I have two dataframes:
Name | Location |
---|---|
Alice | London/Liverpool |
Bob | Manchester |
Jim | No |
David | I am based in Cardiff |
I have another dataframe (df2) that is a single column list of UK cities and towns, like so:
city |
---|
Manchester |
Cardiff |
London |
Brighton |
Nottingham |
What I want to do is write code that will:
Loop through df1
For each entry in the location column, scan df2 and if ANY of the cities in df2 are exactly replicated in df1, add a new column(s) to df 1 pulling out the first match like so:
Name | Location | Location_precise |
---|---|---|
Alice | London, or Brighton | London |
Bob | Manchester | Manchester |
Jim | No | - |
David | I am based in Cardiff | Cardiff |
I can then use the location_precise column for further analysis with standardised names. What's tripping me up with regular left_join/lapply functions is that I want to allow partial matching in one direction (if a city in df2 is partially contained in df1) but NOT in the other direction (if an answer in df1$location is part of a city in df2, e.g. 'no' and 'nottingham' in the above example.
I don't know how to adapt regular dplyr functions to this because there is no common identifier in the two datasets - and therefore every join attempt ends in various errors.
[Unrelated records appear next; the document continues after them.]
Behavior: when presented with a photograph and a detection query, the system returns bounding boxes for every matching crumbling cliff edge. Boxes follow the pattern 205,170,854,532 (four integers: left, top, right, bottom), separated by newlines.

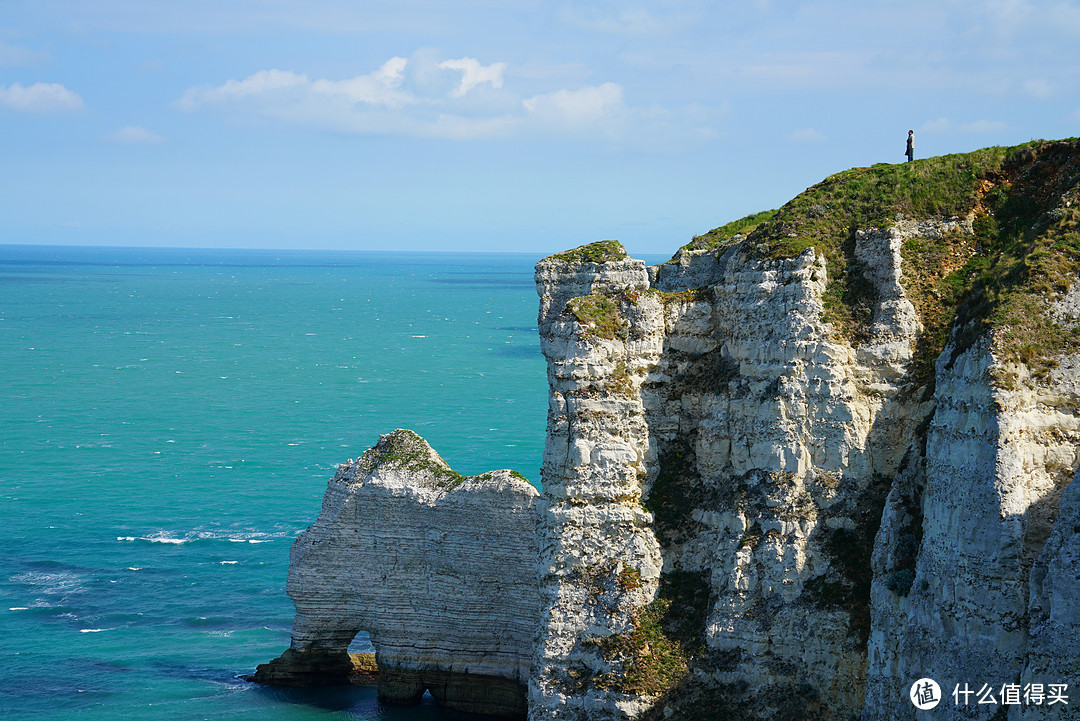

258,139,1080,721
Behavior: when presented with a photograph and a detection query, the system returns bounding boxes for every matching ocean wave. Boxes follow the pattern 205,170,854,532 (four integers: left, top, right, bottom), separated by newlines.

116,529,290,545
7,600,69,612
9,571,86,595
79,627,116,633
116,534,186,544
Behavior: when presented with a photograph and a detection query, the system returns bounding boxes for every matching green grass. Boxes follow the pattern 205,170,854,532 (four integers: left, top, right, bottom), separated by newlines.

948,143,1080,380
677,209,779,255
566,292,629,340
549,140,1080,388
749,146,1022,341
896,139,1080,384
596,571,711,696
547,239,629,264
357,430,468,488
753,146,1022,260
678,139,1080,384
617,565,644,591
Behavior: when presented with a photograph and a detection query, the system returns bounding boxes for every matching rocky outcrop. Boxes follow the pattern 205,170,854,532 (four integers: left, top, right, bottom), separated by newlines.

530,255,665,720
525,140,1080,720
532,229,938,720
865,337,1080,720
533,206,1080,718
258,429,539,719
250,649,378,686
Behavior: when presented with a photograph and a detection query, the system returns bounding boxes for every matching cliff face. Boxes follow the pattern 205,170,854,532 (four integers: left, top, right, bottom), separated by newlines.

532,230,936,719
264,139,1080,721
532,139,1080,720
864,336,1080,720
258,429,539,719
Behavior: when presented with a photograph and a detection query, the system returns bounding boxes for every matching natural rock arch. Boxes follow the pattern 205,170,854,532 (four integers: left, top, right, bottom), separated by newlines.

253,430,539,719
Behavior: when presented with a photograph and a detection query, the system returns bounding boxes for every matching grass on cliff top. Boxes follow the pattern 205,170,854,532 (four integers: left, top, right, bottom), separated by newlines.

671,146,1015,261
749,145,1018,260
358,430,468,489
546,239,628,264
671,139,1080,384
667,147,1023,343
677,209,778,255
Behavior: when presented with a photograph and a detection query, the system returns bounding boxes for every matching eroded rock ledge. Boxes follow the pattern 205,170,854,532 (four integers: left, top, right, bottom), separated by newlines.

254,429,539,719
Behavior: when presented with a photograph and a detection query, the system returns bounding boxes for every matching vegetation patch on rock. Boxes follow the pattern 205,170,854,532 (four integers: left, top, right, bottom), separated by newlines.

547,240,629,265
644,436,707,546
605,360,636,397
357,429,532,490
947,141,1080,381
802,517,881,643
596,570,711,697
676,209,779,255
566,292,629,341
892,139,1080,386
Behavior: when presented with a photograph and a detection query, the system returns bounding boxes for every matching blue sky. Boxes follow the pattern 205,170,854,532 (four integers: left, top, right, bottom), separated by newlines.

2,0,1079,256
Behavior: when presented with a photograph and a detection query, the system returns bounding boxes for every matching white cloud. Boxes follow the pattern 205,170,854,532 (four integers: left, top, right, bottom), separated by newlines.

187,68,308,105
177,57,515,139
523,83,625,126
520,83,721,149
177,55,723,147
312,58,412,107
959,119,1007,133
0,82,84,112
107,126,164,144
420,113,519,140
177,58,413,112
438,57,506,97
787,128,824,143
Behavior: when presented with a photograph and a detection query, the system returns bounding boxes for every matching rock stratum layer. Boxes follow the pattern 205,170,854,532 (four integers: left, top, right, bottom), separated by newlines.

262,139,1080,720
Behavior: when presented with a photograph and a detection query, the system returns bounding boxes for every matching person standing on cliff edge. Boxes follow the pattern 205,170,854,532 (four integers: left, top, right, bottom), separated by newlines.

906,130,914,162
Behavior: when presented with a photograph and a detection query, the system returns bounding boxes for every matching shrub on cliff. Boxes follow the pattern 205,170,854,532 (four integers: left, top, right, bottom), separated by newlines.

547,239,628,264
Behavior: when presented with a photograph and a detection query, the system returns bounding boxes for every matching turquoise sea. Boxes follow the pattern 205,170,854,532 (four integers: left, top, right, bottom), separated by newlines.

0,245,554,721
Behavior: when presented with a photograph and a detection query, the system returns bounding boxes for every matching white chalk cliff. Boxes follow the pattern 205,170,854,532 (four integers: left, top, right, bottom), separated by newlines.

261,140,1080,721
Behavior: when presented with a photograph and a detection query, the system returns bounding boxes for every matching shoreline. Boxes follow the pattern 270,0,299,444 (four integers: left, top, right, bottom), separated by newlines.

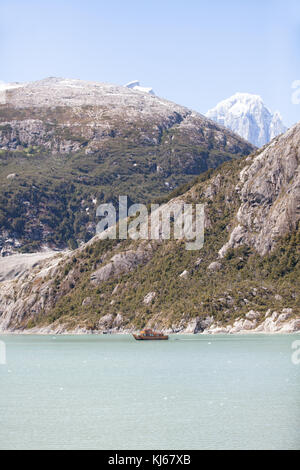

1,325,299,336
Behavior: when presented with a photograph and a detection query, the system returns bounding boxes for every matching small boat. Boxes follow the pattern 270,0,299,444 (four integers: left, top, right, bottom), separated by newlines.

133,328,169,340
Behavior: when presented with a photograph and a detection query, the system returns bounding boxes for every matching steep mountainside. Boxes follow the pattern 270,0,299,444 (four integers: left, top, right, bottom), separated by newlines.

206,92,287,147
0,123,299,334
0,78,253,253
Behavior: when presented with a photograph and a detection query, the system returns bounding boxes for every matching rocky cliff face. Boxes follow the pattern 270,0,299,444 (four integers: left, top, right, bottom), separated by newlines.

206,92,287,147
0,78,253,252
0,123,299,334
219,123,300,257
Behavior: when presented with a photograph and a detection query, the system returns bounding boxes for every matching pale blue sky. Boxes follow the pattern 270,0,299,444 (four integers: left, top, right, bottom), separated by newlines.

1,0,299,126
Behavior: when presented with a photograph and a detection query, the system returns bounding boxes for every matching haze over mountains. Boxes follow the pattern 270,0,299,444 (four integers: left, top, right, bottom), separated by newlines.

206,92,287,147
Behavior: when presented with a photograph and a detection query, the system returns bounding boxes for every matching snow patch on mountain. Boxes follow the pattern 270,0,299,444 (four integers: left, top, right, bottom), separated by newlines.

206,92,287,147
125,80,155,95
0,81,25,104
0,81,25,92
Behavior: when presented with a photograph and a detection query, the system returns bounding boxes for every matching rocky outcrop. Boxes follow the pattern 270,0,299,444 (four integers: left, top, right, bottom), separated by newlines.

219,123,300,257
90,244,153,285
184,316,214,333
202,308,300,334
0,250,63,282
143,292,156,305
179,270,189,279
207,261,222,271
0,251,69,331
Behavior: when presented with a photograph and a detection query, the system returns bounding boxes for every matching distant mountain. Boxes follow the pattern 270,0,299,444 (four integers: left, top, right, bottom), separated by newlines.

206,92,287,147
0,77,253,252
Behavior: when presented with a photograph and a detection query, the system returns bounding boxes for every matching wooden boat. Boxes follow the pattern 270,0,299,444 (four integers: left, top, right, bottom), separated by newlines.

133,328,169,340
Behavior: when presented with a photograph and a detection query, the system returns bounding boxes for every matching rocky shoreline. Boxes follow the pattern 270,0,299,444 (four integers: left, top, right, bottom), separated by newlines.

1,309,299,336
0,247,299,337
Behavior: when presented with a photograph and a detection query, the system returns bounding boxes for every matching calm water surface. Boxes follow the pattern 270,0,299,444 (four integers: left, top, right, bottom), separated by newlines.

0,334,299,449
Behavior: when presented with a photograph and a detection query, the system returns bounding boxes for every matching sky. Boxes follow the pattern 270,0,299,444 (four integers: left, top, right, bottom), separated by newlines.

0,0,300,126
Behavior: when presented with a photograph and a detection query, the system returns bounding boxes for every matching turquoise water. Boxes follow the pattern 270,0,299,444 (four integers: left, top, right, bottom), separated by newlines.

0,334,299,450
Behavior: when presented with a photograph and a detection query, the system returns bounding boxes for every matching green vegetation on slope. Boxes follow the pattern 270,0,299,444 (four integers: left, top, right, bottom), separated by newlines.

0,120,249,250
19,157,299,331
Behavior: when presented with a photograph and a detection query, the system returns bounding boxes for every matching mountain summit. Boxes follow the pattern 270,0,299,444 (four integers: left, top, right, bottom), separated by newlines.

206,92,287,147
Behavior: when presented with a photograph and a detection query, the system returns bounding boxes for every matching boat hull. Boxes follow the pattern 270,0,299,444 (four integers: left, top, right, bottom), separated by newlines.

133,334,169,340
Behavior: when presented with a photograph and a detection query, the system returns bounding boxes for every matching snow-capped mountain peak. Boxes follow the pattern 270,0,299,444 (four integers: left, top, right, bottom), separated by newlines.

206,92,287,147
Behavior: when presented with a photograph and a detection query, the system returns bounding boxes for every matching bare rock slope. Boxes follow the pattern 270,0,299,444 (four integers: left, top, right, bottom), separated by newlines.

0,77,253,155
219,123,300,257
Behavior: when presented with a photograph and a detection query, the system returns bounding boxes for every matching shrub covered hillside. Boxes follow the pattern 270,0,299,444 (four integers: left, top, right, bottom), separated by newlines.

0,122,299,333
0,78,253,253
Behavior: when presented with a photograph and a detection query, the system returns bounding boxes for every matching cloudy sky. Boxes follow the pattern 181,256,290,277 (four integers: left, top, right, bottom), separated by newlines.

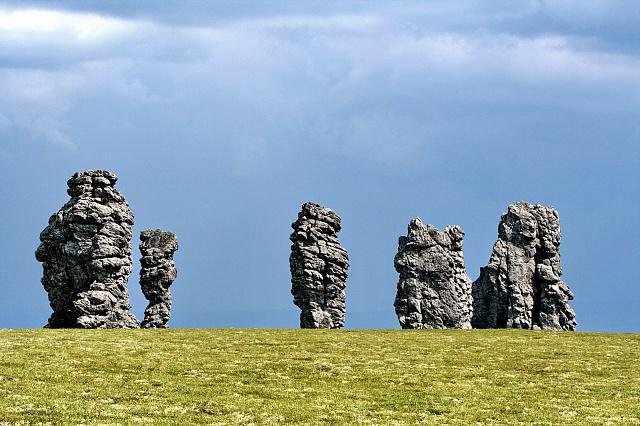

1,1,638,331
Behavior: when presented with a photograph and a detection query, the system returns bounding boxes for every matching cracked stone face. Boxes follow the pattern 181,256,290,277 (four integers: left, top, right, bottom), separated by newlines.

289,202,349,329
35,170,139,328
394,218,473,329
139,230,179,328
472,202,576,331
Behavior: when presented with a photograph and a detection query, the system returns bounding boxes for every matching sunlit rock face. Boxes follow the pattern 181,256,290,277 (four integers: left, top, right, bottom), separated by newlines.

35,170,139,328
472,202,576,331
290,202,349,329
394,218,473,329
139,230,179,328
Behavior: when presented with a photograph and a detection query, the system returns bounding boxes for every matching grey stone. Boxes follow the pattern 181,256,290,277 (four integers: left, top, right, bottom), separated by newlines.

35,170,139,328
472,202,576,331
394,218,473,329
139,230,179,328
290,202,349,328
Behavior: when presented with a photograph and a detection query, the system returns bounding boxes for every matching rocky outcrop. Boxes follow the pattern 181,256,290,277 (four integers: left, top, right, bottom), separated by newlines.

394,218,473,329
472,202,576,330
139,230,179,328
35,170,139,328
290,202,349,328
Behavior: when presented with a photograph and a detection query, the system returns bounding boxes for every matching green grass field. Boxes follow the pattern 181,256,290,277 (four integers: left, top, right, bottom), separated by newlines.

0,329,638,424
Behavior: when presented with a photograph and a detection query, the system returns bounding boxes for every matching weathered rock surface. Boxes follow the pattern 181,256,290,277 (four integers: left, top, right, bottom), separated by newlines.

394,218,473,329
35,170,139,328
139,230,179,328
290,202,349,328
472,202,576,330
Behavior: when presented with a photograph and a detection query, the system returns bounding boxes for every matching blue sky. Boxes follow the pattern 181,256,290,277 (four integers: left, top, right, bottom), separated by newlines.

0,1,638,331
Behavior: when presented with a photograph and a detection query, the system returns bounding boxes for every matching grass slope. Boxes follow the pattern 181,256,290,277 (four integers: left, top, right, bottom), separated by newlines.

0,329,638,424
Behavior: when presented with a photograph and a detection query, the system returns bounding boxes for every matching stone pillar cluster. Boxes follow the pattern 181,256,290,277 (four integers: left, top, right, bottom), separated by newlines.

471,202,576,331
389,203,575,331
394,218,473,329
35,172,575,331
289,202,349,329
35,170,139,328
36,170,179,329
139,230,179,328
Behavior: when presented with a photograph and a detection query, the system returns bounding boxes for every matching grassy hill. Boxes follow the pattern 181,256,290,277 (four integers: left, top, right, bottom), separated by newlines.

0,329,638,424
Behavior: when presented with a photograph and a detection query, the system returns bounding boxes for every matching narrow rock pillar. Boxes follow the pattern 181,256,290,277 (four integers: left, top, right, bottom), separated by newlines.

290,202,349,328
139,230,179,328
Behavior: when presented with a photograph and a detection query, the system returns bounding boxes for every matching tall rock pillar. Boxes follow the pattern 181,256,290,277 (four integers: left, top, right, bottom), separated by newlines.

394,218,473,329
289,202,349,329
472,202,576,330
35,170,139,328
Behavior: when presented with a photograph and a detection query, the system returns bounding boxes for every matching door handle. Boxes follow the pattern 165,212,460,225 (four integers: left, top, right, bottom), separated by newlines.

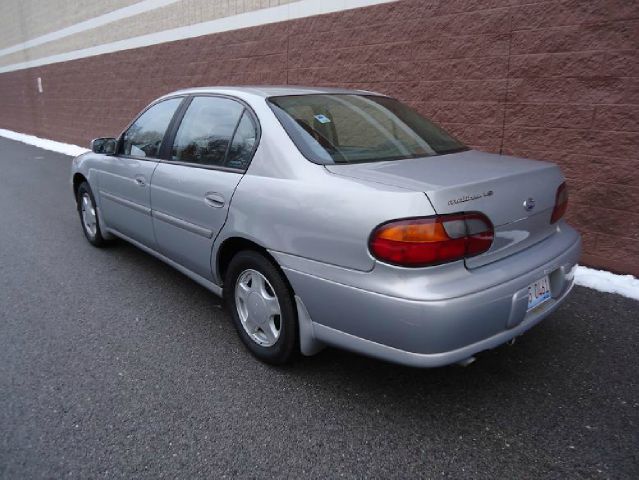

134,175,146,186
204,192,225,208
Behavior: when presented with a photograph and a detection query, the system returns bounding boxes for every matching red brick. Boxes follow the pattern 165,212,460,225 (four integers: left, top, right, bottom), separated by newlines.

441,123,503,150
288,32,510,70
397,57,507,81
411,33,511,60
289,8,510,52
511,0,639,31
415,101,504,125
288,43,412,69
427,8,512,36
592,155,639,187
593,105,639,132
433,0,512,15
504,150,639,188
596,232,639,260
605,49,639,77
580,253,639,275
505,104,594,129
417,79,507,102
504,125,639,157
290,57,508,85
509,51,613,79
569,205,639,240
579,231,598,253
288,63,398,84
510,20,639,55
571,181,639,212
508,77,639,105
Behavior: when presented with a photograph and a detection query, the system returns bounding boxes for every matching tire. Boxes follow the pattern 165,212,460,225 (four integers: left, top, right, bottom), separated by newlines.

76,181,108,247
224,250,299,365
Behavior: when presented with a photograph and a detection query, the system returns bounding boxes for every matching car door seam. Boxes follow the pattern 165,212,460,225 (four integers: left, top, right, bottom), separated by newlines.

209,173,246,283
148,159,162,246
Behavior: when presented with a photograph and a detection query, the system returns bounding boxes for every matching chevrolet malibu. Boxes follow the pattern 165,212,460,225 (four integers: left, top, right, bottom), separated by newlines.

71,86,581,367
I am otherwise completely at my wits' end; I have tried using grep:
df1$location_precise <- lapply(df1$Location, grep, df2$city,value=T)
But this doesn't pick up partial matches without whitespace, like 'London/Glasgow'
I've also tried agrep, but this falsely identifies partial matches, like 'No' = 'Nottingham', and still doesn't pick up many other partial matches
Always remember to place a reproducible example.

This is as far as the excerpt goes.